Natural Society: A Penn State University researcher has created a genetically modified mushroom that is now at the center of controversy over GMO regulations of genetically modified creations.
Researcher Yinong Yang developed a type of white button mushroom that looks identical to the type you’d buy in the produce section of a grocery store. The mushroom was created using CRISPR technology, which allows modification of genes with great precision. Put simply, CRISPR allows scientists to find an undesirable section of DNA, remove it, and, if they so choose, replace it with a more favorable gene slice.
Yang used CRISPR to alter 2 letters of the mushroom’s DNA code to create a Franken-fungus that is more resistant to browning from oxidation.

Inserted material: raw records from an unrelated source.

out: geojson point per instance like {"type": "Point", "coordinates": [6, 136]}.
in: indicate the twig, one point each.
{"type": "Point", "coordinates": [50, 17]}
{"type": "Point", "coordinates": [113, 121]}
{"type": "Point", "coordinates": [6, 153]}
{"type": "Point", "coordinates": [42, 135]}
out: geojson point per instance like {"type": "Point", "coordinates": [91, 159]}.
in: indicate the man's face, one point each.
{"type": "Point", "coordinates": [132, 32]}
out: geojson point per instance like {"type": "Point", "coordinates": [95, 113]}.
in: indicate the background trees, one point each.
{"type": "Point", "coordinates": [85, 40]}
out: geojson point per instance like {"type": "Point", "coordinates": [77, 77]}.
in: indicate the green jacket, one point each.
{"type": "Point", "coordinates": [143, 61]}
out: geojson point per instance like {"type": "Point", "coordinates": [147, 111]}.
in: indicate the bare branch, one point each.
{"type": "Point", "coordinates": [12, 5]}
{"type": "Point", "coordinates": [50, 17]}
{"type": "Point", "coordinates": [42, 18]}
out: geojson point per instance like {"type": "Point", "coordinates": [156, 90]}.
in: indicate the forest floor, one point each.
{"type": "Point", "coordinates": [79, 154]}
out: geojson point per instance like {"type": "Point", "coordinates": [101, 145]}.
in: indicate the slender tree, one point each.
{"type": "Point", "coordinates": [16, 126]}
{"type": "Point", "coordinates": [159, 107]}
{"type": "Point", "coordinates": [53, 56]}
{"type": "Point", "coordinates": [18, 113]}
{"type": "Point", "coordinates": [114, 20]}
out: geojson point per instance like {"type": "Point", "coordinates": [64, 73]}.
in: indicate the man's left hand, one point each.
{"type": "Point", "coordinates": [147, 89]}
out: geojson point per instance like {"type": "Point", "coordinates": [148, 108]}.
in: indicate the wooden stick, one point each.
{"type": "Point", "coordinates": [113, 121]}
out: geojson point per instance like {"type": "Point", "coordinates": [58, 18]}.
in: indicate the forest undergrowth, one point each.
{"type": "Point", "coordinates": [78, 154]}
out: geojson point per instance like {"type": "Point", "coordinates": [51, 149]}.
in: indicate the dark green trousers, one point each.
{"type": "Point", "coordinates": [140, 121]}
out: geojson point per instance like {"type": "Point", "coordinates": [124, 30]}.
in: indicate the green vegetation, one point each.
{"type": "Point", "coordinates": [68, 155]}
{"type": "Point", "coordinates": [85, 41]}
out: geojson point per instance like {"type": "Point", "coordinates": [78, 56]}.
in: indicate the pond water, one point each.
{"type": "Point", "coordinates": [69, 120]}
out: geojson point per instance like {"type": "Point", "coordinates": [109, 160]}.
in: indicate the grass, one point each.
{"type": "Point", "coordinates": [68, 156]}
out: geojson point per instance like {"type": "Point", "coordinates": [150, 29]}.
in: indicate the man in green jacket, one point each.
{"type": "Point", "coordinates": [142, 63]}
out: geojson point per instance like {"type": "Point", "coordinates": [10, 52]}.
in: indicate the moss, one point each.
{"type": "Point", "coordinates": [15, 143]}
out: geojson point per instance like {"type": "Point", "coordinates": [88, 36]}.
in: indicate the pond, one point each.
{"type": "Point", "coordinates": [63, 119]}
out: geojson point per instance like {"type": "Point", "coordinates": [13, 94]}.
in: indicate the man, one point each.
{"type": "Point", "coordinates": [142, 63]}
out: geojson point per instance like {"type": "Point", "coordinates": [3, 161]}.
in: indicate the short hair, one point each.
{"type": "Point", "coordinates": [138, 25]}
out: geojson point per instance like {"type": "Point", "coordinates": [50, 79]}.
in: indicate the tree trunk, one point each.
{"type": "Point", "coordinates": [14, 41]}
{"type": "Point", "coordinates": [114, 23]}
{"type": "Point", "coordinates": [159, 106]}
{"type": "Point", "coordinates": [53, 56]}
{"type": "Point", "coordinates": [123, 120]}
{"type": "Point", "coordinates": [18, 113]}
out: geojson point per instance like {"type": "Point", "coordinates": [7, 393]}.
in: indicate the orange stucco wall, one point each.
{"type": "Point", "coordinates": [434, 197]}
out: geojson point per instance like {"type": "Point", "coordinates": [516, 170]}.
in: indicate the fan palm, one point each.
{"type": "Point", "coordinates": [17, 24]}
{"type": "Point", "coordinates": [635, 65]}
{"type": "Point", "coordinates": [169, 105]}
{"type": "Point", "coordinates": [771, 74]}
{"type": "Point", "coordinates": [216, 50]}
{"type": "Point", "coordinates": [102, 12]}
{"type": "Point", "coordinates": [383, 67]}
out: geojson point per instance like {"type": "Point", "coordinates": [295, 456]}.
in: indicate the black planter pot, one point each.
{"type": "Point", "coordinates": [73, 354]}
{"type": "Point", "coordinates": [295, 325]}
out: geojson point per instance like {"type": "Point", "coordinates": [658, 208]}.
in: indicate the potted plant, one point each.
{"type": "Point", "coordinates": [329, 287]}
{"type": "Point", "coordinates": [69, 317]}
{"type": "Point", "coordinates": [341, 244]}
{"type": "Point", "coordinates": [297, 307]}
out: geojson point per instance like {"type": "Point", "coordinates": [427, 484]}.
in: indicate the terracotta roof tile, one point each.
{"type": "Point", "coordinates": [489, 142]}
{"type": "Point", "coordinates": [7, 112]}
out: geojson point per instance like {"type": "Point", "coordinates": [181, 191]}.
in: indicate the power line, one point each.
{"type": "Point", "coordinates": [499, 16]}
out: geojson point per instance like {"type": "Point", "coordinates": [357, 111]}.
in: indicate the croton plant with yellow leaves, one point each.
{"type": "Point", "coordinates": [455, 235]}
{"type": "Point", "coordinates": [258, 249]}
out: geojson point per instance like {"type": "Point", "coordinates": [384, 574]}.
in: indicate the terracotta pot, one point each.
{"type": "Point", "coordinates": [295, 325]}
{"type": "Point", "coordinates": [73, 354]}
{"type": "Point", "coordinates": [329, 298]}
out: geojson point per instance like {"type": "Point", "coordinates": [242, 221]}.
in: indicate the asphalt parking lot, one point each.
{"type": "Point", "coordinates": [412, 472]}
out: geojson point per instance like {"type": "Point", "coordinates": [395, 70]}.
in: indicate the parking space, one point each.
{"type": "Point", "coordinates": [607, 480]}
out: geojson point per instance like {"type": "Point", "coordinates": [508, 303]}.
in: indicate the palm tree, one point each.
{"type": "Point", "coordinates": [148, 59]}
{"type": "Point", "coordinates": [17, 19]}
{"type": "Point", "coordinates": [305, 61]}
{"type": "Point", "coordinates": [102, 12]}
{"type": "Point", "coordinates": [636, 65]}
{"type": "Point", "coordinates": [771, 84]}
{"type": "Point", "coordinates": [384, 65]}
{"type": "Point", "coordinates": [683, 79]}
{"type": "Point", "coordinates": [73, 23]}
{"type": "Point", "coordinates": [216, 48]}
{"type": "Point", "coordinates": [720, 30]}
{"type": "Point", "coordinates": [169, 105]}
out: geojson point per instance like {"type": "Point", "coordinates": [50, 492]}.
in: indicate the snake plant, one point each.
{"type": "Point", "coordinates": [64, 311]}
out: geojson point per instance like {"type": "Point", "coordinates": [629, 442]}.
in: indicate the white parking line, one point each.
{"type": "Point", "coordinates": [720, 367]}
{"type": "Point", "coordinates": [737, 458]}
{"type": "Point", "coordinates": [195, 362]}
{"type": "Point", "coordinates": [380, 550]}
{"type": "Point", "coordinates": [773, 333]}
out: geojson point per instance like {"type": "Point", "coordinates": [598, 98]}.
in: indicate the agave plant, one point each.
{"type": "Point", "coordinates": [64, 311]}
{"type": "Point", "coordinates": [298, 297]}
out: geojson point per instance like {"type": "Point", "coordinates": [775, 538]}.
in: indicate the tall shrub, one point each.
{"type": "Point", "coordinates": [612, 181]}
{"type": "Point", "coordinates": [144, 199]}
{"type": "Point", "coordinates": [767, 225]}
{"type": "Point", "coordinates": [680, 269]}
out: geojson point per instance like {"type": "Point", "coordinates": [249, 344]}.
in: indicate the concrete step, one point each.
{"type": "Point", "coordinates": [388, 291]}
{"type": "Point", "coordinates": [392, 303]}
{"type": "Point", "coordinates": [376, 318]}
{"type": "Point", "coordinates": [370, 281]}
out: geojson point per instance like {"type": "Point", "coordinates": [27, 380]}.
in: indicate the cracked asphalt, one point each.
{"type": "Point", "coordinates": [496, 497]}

And that’s where all hell broke loose.
The USDA is allowing Yang’s new strain of mushroom to sidestep the GMO regulatory system, even though it couldn’t be more genetically engineered if Yang programmed it to grow a brain. The department says the mushroom gets a free pass because it does not contain “any introduced genetic material” from a plant pest, such as a virus or bacteria.
Under the USDA’s rules, conventional GMOs are created by introducing foreign genes, like a bacteria designed to make a crop resistant to pests. As long as you don’t add anything to a crop, it’s not considered a conventional GMO.
“Consistent with previous responses to similar letters of inquiry, APHIS does not consider CRISPR/Cas9-edited white button mushrooms as described in your October 30, 2015 letter to be regulated pursuant to 7 CFR part 340.”
Yang “merely” deleted some of the mushroom’s genes that create the enzyme that turns it brown.
In the past 5 years, 30 new crops have used the USDA’s loophole using techniques similar to CRISPR, which alter the already-existing genome to give the crop new abilities.
Scientists who use CRISPR applaud the loophole, because they believe it will lead to more innovation. Rodolphe Barrangou of North Carolina State University told Quartz:
“Anyone I talk to who is doing any genetics research is using CRISPR. The first instance is always compelling, but in 6 months the number will be much higher.”
But Patty Lovera of Food & Water Watch, a group focused on corporate and government accountability relating to food, water, and fishing, argued:
“The USDA decision is a perfect illustration of how weak regulations for evaluating genetically engineered crops are.”
The US National Academy of Sciences plans to hold its first meeting this month to overhaul the government’s GM regulations.